ADB’s Yoi: Development bank backing away from new coal investments in Indonesia.
The Asian Development Bank (ADB) has said it is staying away from coal-related projects in Indonesia and continues to open itself to gas and renewable energy investments, joining the wave of diversion by hundreds of financial institutions around the globe.
Yuichiro Yoi, unit head for Indonesia at ADB’s private sector operations department, told The Jakarta Post that economic factors and public sentiment were the two reasons to avoid coal investment. “The world’s moving away from coal, that’s the sentiment I can’t change or deny, that is the sentiment in the majority of the world. I just have to play along,” he said on the sidelines of a gas exhibition in Jakarta on Thursday.
“If it [coal power plants] becomes a stranded asset, it is a credit risk.
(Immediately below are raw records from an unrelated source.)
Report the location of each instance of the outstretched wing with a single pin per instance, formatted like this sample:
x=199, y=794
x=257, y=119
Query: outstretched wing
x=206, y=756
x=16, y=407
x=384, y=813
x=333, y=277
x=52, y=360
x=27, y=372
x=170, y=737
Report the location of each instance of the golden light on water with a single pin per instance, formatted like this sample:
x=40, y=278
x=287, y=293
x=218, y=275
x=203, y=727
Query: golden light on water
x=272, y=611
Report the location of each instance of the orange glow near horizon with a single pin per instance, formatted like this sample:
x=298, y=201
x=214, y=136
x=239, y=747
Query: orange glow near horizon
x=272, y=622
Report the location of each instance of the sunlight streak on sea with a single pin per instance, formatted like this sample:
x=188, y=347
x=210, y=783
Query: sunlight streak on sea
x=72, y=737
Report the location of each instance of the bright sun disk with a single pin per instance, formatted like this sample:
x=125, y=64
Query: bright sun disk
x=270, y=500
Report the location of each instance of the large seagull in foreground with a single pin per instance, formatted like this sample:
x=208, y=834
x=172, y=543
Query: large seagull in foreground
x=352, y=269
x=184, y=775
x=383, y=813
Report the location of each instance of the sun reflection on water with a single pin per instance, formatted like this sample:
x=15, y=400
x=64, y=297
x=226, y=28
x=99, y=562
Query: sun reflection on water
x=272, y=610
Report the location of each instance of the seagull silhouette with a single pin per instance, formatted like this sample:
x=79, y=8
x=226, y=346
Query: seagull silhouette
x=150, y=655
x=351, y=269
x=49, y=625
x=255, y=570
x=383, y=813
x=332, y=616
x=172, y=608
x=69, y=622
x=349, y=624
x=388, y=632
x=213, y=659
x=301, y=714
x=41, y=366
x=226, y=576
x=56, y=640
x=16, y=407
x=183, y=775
Going forward it’ll be more difficult to do a project with coal. Now you not only worry about reputation but also have to worry about the risk of losing money.”
Reports from global energy think tank Institute for Energy Economics and Financial Analysis (IEEFA) in February showed that over 100 globally significant financial institutions have divested from thermal coal, including 40 percent of the top 40 global banks and 20 globally significant insurers. They are increasingly reluctant to invest in companies related to fossil fuels as the commodities are deemed unsustainable amid rising pressure to limit environmental damage.
Yuichiro further said that to date the ADB had yet to issue a written policy against coal, like many other global financiers, but experience has shown him that coal-related projects are hard to be approved by the bank’s system. “If there’s any chance to do a coal-fired power plant, there’s a need to be an extremely good story in terms of impact, that outweighs the negative connotations of doing a project with coal,” he said, adding that the ADB only has gas and renewable energy projects in Indonesia, particularly geothermal power plants.
Cumulative investment from the ADB in Indonesia’s energy sector has reached $7.3 billion and disbursed across 102 projects, the bank’s data shows.